Joy-Con Drift Lawsuit Must Go To Arbitration

The class action lawsuit that alleges Nintendo had sold faulty Joy-Con controllers hits another cog as the judge has ruled against Nintendo's wish to dismiss the case entirely. This similar ruling occurred back in March of 2020 when US District Judge Thomas S. Zilly approved Nintendo’s move to compel arbitration, but rejected the platform holder’s bid to dismiss.

In the case filed by Zachary Vergara, claimer of the suit, reports that the Joy-Con drift issues “causes the joystick to activate or drift on its own without the user actually manipulating the joystick.” This has been a longstanding problem with Nintendo's device since October of 2019. 

As reported by NintendoLife, Judge Gary Feinerman has ruled in Nintendo's favor, but they aren't quite out of the woods just yet, as it was dropped due to an odd loophole. The ruling declares that the lawsuit would have to go through an arbitrator, but that doesn't necessarily mean the case has to be arbitrated. The arbitrator has to determine if the end-user license agreement qualifies enough as consent on Nintendo's side.

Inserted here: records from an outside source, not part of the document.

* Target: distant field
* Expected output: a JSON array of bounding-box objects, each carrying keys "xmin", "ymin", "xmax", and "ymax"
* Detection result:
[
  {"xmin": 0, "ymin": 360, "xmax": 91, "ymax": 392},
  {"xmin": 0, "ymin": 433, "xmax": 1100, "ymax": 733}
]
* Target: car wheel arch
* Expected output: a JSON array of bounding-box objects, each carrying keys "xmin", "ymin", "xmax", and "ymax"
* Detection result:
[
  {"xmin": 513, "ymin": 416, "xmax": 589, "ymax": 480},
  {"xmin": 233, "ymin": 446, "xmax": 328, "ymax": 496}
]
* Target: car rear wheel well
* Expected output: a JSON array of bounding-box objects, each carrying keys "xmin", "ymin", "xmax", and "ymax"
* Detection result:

 Feinerman ruled that Vergara must (in Nintendo Life’s words) “ask an arbitrator whether his alleged claims belong in court, or if they’re actually subject to an arbitration clause in an end-user agreement Vergara will have agreed to when he first purchased the Switch itself.”

While the purpose of arbitration is to see if a settlement can be handled out of court, Vergara could bring it back into the courts, should the arbitrator determine if the case claims aren't subject to arbitration. In the meantime, the case will remain pending until the arbitration resolution.